By measuring and monitoring climate impacts, Mars is able to pinpoint where to start and where it wants to go in terms of sustainability.
Use data to plan long term:
Interrogate your numbers in terms of greenhouse gas emissions and measurements like water use and human resource metrics. Once you have a clear idea about the entire value chain, incorporate the quantitative sustainability indicators into your business strategy.
The Mars “Sustainability in a Generation” movement is a testimony to how the brand sets its goals. Instead of assessing three to five year periods, the company is planning for decades and generations.
In line with the data, Mars is focusing its sustainability efforts on supply chain management. Specifically, the candy and pet care giant is honing in on agriculture production and procurement. Overall, Mars set a goal to reduce value chain emissions by 67% by 2050.
The takeaway here is to extend the timeframe you use to assess business plans. This means utilizing data to consider both the environmental and financial implications of your business decisions.
Implement purposeful principles:
To follow up on the plan you must set company wide principles that govern the way business is done throughout your entire organization. These principles will set the framework for corporate culture and what is expected from department heads, managers and employees.
Mars’ “carbon principles” framework is an excellent reference for brands looking to deploy their own set of guidelines.
- Allocation of the global carbon budget should be science-based and aligned with the global 2°C target, which if applied by all emitters would comply with the global budget.
- Our GHG reduction targets must be absolute, not intensity-based, or we risk hitting our targets, but still exceeding our share of the budget.
- All greenhouse gas emissions count – this includes emissions from land use change. We will not exclude parts of our value chain from our accounting, though we will prioritize where we focus our efforts to deliver reductions.
- Both reducing net emissions and increasing carbon sequestration can contribute to our goals in a way that is consistent with the science, if done and accounted for correctly.

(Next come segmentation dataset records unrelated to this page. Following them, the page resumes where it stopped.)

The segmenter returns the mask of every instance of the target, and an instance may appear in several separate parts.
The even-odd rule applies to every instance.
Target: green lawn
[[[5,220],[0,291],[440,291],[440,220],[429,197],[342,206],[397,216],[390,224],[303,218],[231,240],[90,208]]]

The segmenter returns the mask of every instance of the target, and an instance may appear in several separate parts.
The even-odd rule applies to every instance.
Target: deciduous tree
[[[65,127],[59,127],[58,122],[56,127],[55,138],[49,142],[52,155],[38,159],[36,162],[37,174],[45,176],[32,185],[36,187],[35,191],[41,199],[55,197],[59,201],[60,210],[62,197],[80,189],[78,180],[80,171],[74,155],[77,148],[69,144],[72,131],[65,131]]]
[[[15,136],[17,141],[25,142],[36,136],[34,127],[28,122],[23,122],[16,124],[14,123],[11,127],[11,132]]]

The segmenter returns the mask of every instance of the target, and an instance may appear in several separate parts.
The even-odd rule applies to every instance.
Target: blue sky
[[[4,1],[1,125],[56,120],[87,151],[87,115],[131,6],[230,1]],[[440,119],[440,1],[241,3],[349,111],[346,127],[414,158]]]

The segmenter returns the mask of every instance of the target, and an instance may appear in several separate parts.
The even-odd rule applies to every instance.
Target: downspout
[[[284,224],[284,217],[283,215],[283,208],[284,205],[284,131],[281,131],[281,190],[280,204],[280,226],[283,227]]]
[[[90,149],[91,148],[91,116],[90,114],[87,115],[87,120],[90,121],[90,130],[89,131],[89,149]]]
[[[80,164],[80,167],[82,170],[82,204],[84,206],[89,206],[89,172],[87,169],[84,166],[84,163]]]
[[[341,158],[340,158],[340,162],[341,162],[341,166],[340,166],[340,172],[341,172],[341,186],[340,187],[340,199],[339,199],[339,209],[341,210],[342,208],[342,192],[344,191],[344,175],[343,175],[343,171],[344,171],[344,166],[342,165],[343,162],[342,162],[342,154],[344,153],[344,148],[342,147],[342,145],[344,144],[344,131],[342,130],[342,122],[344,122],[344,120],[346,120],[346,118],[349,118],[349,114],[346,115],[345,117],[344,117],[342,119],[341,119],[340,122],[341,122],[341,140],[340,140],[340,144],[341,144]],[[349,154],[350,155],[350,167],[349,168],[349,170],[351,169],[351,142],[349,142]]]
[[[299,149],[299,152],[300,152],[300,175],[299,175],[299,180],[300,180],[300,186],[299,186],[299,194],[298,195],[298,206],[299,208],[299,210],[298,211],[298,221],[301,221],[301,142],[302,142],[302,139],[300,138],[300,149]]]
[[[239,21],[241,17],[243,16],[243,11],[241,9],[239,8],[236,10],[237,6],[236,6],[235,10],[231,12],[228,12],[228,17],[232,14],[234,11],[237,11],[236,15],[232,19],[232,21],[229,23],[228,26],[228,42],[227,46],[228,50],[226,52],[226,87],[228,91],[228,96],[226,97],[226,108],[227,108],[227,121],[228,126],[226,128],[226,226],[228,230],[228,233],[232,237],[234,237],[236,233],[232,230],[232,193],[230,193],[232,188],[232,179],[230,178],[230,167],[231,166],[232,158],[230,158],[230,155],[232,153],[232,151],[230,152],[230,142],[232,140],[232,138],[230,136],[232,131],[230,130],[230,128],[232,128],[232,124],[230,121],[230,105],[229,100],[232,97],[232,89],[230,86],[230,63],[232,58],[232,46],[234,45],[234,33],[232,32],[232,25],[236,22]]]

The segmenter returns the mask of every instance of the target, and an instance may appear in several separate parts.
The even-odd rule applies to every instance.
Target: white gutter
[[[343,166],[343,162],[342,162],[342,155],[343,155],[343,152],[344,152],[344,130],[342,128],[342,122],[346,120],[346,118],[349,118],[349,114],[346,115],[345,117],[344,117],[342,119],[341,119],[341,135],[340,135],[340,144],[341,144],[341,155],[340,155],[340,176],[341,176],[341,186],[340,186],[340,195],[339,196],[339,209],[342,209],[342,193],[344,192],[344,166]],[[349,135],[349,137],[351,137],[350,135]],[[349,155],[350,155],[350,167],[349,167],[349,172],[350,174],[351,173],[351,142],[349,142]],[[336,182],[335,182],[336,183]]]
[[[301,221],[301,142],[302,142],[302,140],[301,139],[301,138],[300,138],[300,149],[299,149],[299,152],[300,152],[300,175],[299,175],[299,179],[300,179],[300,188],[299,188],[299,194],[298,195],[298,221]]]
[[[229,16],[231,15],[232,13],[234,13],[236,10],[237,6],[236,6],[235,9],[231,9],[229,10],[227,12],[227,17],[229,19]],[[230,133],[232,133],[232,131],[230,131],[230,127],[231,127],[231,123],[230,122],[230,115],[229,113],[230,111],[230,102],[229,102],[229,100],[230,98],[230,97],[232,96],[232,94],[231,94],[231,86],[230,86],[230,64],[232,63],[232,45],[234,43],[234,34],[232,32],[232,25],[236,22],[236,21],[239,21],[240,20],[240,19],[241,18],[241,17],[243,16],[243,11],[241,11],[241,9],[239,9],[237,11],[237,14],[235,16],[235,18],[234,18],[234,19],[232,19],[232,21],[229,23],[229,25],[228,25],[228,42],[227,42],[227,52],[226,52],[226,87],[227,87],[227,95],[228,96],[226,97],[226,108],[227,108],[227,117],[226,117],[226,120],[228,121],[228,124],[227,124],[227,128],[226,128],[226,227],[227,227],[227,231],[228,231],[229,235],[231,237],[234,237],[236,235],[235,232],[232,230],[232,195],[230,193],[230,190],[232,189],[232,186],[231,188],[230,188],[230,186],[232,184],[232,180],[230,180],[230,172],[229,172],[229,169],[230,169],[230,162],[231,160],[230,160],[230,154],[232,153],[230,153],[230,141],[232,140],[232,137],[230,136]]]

- Our strategies for meeting our carbon budget should not restrict the ability of others outside of our value chain to meet GHG reduction targets for their activities.
- We will use transparent and credible GHG calculation and accounting methods and robust data.
By articulating principles throughout internal messaging, you reinforce the value that you put on sustainability to employees and as a leader. This is critical to building an internal culture that actively works towards your CSR goals.
Collaborate with suppliers:
If you sell physical products, your supply chain will likely be responsible for the majority of your greenhouse gas output. To truly take on your emissions you must include the emissions your suppliers generate to make your products. Then, support and encourage them to make sustainability investments.
An example of how Mars implements its principles throughout its value chain is the “Cocoa for Generations program.” As the long-term supply of the natural resource is vital to its business, Mars set a target to source 100% traceable and “responsibly sourced Cocoa by 2025”.x
Additionally, the sweets maker is investing in community development by establishing contracts with suppliers that give them more financial security, offering micro-loan programs for women and men, and working towards deforestation-free cocoa sourcing.
By investing in the communities that make one of its primary ingredients, Mars is securing supply for the long term and supporting responsible industry growth.
To marry purpose with profit. Mars is aligning its core business with the impact it wants to make on the planet. Social good is not something that should take away from your ability to earn money. To the contrary, the more money you make the more good you can do. By looking at purpose as a strategic compass you can build a better world and a better business for generations to come.